Bon Cop, Bad Cop (2006)
When a dead body is discovered at the Ontario-Quebec border, two cops are forced to work together to solve the crime: by-the-book Toronto detective Martin Ward (Colm Feore) and rock-and-roll Montréal detective David Bouchard (Patrick Huard). Much of Bon Cop, Bad Cop‘s humour is derived from Canada’s bilingual heritage and love of hockey. And while Hogtown and the City of Festivals are the two other main stars of the movie, Ottawa and Vancouver makes appearances as well.
My Winnipeg (2007)
If you’ve never watched a Guy Maddin movie before, take it from us: they’re unlike anything you’ve ever seen. In My Winnipeg, the cult filmmaker revisits the city he calls “the heart of the heart” of Canada and tries to make sense of what makes it so special—and so misunderstood. Using a mixture of archival footage and black-and-white re-enactments, Maddin parses his childhood memories, some real (hockey games, sledding, watching roaming bison) and some completely invented (pipe-smoking contests, séances in the legislature, horses frozen in the Red River). My Winnipeg is part documentary, part comedy and completely bonkers.
The Shipping News (2001)
Based on the Pulitzer Prize-winning novel by Annie Proulx (who also wrote the short story that was the basis for Brokeback Mountain), The Shipping News stars Kevin Spacey, Judi Dench, Julianne Moore and Cate Blanchett. Newfoundland is front and centre in the film, as Spacey’s character returns to his family home after he suffers several tragedies. St. John’s, New Bonaventure and Trinity all make appearances in the film, and while Proulx’s depiction of Newfoundland residents has gotten some flak, few Hollywood films capture the beauty of the region as well as The Shipping News does.
What If (2013)
Can a man and woman really be just friends? What If manages to breathe new life into a familiar cinematic trope thanks to its charming stars, witty dialogue by Canadian screenwriter Elan Mastai, and the romantic backdrop of Toronto. Like Scott Pilgrim vs. the World, What If is never subtle about the fact that it’s set in Toronto. But instead of popular attractions, Daniel Radcliffe and Zoe Kazan’s ultra-hip characters meet and fall in love in lesser-known locations like the George Street Diner, Rooster Coffee House, Riverdale Park and the Royal Cinema. There’s so much Toronto in What If that you’re bound to fall in love with the city all over again.

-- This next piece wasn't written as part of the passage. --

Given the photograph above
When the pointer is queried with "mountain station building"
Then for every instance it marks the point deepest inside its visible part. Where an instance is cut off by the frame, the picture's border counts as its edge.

Based on the 1959 novel by Mordecai Richler and starring Richard Dreyfuss, The Apprenticeship of Duddy Kravitz follows the titular character as he tries to scheme his way out the poor Jewish community of 1950s Montréal. Saint Urban Street plays a prominent role in the film, as does Wilensky’s, a popular lunch counter first opened in 1932 that you can still visit today. Highly recommended is the Wilensky Special: a sandwich of all-beef salami and bologna, Swiss cheese and mustard pressed between two slices of yellow bread—a meal that Travel + Leisure declared one of the best sandwiches in the world.